All the best people—Jacin and her father and Sir Garrison Clay and the servants who smiled kindly in the hallways and did not seem at all bothered that they did not have perfect unblemished skin or dark, thick eyelashes—they did not use glamours. They did not manipulate the people around them.

Winter didn’t want to be like her stepmother or the thaumaturges.

She wanted to be like the people she loved.

She stepped close to Jacin, because no one else could hear her now. Because her decision would go against everything their society stood for, everything they valued.

“I will never use my gift,” she whispered. “Not ever again.”

*   *   *

It was easier than she expected it to be, once the decision was made. It required some changes of habits, no doubt. If she wanted a servant to bring something, she had to ask, rather than simply impose the request into their mind. If she wanted to look extra pretty for a party, she would call up a stylist to tint her cheeks and glitter her eyelids, rather than create the illusion in her mind’s eye first.

She never once forgot her vow, though.
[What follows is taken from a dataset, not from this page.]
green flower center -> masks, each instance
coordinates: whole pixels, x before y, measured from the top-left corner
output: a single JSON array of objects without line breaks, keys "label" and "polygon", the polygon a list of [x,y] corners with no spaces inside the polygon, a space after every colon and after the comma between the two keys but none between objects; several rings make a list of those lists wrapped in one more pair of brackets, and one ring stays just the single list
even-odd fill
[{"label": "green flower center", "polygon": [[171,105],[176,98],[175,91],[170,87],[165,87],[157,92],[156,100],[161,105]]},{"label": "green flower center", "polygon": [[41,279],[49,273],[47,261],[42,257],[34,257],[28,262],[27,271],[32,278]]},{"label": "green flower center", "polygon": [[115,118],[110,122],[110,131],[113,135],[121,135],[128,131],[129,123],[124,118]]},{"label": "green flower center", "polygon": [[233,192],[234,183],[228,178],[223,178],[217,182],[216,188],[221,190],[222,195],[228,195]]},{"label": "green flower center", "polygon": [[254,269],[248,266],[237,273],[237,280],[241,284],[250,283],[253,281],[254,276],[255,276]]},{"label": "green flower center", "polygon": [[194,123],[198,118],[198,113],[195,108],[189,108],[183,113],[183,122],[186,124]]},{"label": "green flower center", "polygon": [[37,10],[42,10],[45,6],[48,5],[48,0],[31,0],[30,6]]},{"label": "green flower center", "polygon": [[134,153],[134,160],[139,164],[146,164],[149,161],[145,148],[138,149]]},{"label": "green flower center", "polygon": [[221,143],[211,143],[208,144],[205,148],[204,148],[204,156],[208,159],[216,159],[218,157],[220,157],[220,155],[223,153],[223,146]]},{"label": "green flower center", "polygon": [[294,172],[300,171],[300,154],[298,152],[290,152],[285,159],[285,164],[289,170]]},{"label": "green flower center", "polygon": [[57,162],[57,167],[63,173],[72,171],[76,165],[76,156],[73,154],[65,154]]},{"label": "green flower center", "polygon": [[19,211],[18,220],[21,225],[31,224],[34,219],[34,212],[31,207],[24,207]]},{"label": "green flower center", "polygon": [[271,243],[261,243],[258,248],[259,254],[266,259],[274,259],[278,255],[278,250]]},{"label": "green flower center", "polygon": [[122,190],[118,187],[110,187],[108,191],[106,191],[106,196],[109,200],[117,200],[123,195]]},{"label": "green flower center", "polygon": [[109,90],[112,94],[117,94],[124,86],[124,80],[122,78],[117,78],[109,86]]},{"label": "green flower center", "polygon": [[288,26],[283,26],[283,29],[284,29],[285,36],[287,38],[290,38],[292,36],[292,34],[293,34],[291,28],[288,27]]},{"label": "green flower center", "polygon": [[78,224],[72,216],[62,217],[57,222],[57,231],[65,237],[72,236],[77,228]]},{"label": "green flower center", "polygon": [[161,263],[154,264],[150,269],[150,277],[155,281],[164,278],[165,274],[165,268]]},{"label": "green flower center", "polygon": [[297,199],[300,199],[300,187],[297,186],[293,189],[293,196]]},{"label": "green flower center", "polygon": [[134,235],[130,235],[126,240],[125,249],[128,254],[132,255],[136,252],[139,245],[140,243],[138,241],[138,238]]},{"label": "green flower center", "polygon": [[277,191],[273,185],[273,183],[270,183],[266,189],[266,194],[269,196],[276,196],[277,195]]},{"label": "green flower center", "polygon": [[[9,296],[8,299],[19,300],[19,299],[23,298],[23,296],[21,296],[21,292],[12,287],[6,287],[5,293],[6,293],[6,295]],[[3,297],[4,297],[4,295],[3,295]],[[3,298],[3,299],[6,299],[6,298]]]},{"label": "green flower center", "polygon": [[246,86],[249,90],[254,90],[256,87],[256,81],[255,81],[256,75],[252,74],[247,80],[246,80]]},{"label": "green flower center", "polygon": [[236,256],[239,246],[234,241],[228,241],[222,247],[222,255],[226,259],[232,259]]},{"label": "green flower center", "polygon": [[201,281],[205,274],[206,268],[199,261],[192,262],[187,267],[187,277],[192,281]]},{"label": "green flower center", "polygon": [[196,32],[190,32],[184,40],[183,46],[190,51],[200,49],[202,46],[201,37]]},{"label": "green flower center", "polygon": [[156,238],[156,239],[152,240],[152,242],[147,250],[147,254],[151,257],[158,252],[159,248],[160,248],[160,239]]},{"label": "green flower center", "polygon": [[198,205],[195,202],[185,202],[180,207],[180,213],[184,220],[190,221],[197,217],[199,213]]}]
She stayed true to her word.

Master Gertman was confused as all the progress they’d made in the past years dissolved over the course of a single week. Winter was persistent with her excuses. She pretended to try. She was very convincing. But after every fake attempt, the servant would crease her brow and shake her head, as confused as the tutor.

A month after Winter had sworn off her gift, she passed that servant girl in between sessions and, for the first time, the girl smiled at her in a way that suggested a shared secret.

She wondered if the girl knew that Winter was only pretending. She wondered if the girl was grateful for her weekly respites from whatever manipulations were done to her by the rest of the tutor’s pupils.

“It’s called Lunar sickness,” said Jacin as they whiled away an afternoon in Winter’s chambers. Though rumors had begun circulating about the two of them and how they spent more time alone with each other than was proper, Winter and Jacin refused to be cowed by the passing scowls and snide remarks from the court. Besides, she knew her guards would never say anything. They respected Jacin’s family too much to add fuel to such shameful gossip.

Jacin slid his hand through the medical-studies holograph that shimmered in the center of the room. There had been a time when they would call up adventure stories and virtual reality games using the holograph node, but now more often than not Jacin wanted to study anatomy books and psychology texts instead. In a year he would be applying for an occupation, and his heart had been set on a doctor’s internship ever since Winter could remember.